An integral part of the merger is the rate plan that was filed by the retail
utility subsidiaries of BEC and COM/Energy that was approved by the
Massachusetts Department of Telecommunications and Energy (MDTE) on July 27,
1999. Significant elements of the rate plan include a four-year distribution
rate freeze, recovery of the transaction premium (goodwill) over 40 years and
recovery of transaction and integration costs (costs to achieve) over 10 years.
Refer to the Retail Electric Rates section of this discussion for more
information.
The merger was accounted for by NSTAR as an acquisition by BEC of COM/Energy
under the purchase method of accounting. Goodwill amounted to approximately $486
million, resulting in an annual amortization of goodwill of approximately $12.2
million. Costs to achieve are being amortized based on the filed estimate of
$111 million over 10 years. NSTAR's retail electric utility subsidiaries will
reconcile the ultimate costs to achieve with that estimate and any difference is
expected to be recovered over the remainder of the amortization period. To date,
a majority of costs to achieve the merger are for severance costs associated
with a voluntary separation program in which approximately 700 employees elected
to participate. These amounts are expected to be offset by ongoing future cost
savings from streamlined operations and avoidance of costs that would have
otherwise been incurred by BEC and COM/Energy.
A group of four interveners and the Massachusetts Attorney General filed two
separate appeals of the MDTE's rate plan order with the Massachusetts Supreme
Judicial Court (SJC) in August 1999. While management anticipates that the
MDTE's decision to approve the rate plan will be upheld by the SJC, it is
18
unable to determine the ultimate outcome of these appeals.
Generating Asset Divestiture
In 1998, Boston Edison completed the sale of all of its fossil generating
assets. The amount received above net book value on the sale of these assets is
being returned to customers over approximately 11 years.
In 1998, prior to its merger with BEC, COM/Energy sold substantially all of its
fossil generating assets. As part of an agreement with the MDTE, COM/Energy
established Energy Investment Services, Inc. as the vehicle to invest the net
proceeds from the sale of these assets. Both the principal amount and income
earned are being used to reduce the transition costs that would otherwise be
billed to customers of Cambridge Electric and ComElectric. The net proceeds have
been classified as restricted cash on the accompanying Consolidated Balance
Sheets.
To complete its divestiture of generating assets, Boston Edison sold the Pilgrim
Nuclear Generating Station (Pilgrim) on July 13, 1999, for $81 million to
Entergy Nuclear Generating Company. As part of the sale, Boston Edison
transferred approximately $228 million in decommissioning funds to the
purchaser. The purchaser, by contract, will assume all future liability related
to the ultimate decommissioning of the plant. The difference between the total
proceeds from the sale and the net book value of the Pilgrim assets plus the net
amount to fully fund the decommissioning trust is included in regulatory assets
on the accompanying Consolidated Balance Sheets as such amounts are collected
from customers.
Securitization of Boston Edison's Transition Charge
On July 29, 1999, BEC Funding LLC, a wholly owned special-purpose subsidiary of
Boston Edison, closed the sale of $725 million of notes to a special purpose
trust created by two Massachusetts state agencies. The trust then concurrently
closed the sale on $725 million of electric rate reduction certificates as a
public offering. The certificates are secured by a portion of the transition
charge assessed on Boston Edison's retail customers as permitted under the
Massachusetts Electric Industry Restructuring Act and authorized by the MDTE.

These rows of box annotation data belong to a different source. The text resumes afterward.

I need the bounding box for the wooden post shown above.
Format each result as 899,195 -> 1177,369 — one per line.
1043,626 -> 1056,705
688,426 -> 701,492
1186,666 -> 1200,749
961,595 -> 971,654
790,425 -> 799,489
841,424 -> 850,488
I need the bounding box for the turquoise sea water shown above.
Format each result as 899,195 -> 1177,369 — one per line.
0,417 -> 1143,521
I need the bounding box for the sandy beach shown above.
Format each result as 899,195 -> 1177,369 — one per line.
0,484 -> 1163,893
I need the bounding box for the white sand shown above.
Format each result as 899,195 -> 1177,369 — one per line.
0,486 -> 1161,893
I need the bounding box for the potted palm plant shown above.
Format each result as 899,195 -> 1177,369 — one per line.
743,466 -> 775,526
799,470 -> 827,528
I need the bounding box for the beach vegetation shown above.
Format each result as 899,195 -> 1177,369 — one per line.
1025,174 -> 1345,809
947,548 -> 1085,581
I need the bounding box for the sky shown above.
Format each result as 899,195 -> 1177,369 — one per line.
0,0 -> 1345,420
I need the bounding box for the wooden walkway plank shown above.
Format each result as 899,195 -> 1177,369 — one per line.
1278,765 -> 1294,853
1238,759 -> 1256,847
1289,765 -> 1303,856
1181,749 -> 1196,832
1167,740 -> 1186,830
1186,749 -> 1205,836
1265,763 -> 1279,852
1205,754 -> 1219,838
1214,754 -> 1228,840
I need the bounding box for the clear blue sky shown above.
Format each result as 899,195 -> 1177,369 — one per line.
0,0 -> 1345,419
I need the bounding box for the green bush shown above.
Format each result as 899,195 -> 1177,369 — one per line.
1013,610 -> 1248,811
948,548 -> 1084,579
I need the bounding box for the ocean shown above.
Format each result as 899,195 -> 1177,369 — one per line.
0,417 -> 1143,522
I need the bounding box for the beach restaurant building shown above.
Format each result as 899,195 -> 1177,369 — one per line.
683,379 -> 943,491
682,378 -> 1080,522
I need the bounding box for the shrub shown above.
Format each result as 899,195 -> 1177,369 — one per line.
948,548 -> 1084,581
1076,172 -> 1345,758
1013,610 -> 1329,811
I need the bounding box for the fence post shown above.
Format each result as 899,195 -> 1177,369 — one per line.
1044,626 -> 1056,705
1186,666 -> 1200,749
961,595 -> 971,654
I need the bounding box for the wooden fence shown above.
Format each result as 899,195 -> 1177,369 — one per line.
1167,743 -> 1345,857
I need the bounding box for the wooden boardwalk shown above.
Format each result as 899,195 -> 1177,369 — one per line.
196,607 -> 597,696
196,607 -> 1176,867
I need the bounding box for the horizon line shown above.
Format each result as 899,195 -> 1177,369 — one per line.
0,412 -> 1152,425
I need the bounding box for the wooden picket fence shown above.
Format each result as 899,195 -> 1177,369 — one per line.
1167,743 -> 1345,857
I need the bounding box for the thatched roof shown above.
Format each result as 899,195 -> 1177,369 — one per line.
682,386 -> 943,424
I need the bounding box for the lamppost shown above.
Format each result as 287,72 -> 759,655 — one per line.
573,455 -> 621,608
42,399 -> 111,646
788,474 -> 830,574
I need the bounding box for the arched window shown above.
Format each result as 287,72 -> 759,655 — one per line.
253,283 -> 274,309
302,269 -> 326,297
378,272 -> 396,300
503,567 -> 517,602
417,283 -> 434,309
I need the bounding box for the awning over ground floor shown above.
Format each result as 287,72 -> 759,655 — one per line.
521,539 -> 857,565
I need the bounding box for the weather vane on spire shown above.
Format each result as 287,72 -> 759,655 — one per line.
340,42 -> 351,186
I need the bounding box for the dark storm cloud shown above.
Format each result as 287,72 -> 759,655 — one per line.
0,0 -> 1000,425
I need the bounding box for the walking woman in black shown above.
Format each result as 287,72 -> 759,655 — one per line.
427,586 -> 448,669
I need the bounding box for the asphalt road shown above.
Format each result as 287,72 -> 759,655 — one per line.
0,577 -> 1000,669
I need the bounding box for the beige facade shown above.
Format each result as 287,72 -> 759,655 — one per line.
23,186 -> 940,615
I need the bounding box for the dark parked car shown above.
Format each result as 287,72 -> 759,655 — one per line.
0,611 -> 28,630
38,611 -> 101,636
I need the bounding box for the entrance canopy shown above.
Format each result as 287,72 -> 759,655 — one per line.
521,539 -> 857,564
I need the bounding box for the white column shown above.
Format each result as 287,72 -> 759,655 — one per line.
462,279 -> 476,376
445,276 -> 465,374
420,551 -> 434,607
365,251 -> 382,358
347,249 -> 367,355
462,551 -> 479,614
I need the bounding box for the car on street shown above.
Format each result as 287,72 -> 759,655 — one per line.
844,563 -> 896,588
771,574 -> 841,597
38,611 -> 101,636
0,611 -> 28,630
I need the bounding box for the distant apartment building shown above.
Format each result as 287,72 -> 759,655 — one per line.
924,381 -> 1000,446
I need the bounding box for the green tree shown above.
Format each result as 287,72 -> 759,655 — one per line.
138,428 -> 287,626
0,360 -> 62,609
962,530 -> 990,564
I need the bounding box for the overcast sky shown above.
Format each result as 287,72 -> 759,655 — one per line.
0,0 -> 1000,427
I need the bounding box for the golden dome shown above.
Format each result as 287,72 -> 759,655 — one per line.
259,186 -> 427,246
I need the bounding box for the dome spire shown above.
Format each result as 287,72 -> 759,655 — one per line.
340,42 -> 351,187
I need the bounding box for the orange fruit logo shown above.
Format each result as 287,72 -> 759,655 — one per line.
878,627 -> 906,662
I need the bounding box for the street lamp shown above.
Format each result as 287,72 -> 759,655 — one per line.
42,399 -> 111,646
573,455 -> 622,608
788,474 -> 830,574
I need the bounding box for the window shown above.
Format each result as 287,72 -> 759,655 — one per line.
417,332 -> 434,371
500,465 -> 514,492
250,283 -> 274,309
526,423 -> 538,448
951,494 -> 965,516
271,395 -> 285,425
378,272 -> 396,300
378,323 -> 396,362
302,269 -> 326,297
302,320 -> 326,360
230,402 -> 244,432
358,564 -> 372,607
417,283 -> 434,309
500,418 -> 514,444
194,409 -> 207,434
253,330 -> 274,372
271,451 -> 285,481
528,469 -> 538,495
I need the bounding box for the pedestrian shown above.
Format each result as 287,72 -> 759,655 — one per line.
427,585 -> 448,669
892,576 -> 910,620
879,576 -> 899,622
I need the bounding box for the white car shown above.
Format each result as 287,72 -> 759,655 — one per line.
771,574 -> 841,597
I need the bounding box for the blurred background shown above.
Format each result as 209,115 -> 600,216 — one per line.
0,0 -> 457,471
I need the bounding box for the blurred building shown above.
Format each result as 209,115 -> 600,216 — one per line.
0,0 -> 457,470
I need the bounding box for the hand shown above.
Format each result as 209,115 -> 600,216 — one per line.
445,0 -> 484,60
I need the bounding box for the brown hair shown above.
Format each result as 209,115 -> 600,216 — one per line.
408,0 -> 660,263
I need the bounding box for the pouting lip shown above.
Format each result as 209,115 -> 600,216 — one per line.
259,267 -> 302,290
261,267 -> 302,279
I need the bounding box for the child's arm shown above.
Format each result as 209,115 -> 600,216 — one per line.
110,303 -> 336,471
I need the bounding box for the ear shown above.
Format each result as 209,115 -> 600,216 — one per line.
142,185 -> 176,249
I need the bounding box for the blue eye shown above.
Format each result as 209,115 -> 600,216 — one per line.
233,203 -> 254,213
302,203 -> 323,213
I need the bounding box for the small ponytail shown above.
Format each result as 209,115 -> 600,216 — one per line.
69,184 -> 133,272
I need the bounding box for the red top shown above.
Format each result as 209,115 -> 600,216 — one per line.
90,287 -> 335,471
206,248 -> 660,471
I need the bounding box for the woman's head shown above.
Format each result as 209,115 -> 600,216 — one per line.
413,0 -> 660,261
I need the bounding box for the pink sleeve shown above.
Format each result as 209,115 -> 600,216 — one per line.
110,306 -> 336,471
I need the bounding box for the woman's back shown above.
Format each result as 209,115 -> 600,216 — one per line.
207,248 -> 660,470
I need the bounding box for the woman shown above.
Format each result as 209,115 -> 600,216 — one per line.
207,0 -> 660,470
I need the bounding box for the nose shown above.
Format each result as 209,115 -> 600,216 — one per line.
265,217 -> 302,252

These certificates are non-recourse to Boston Edison.
Retail Electric Rates
As a result of the Massachusetts Electric Restructuring Act, the regulated
retail electric subsidiaries of NSTAR currently provide their standard offer
customers service at inflation adjusted rates that are 15% lower than rates in
effect prior to March 1, 1998, the retail access date.
All distribution customers must pay a transition charge as a component of their
rate. The purpose of the transition charge is to allow for the collection of
generation-related costs that would not be collected in the competitive energy
supply market. The plant and regulatory asset balances that will be recovered
through the transition charge until 2009 were approved by the MDTE.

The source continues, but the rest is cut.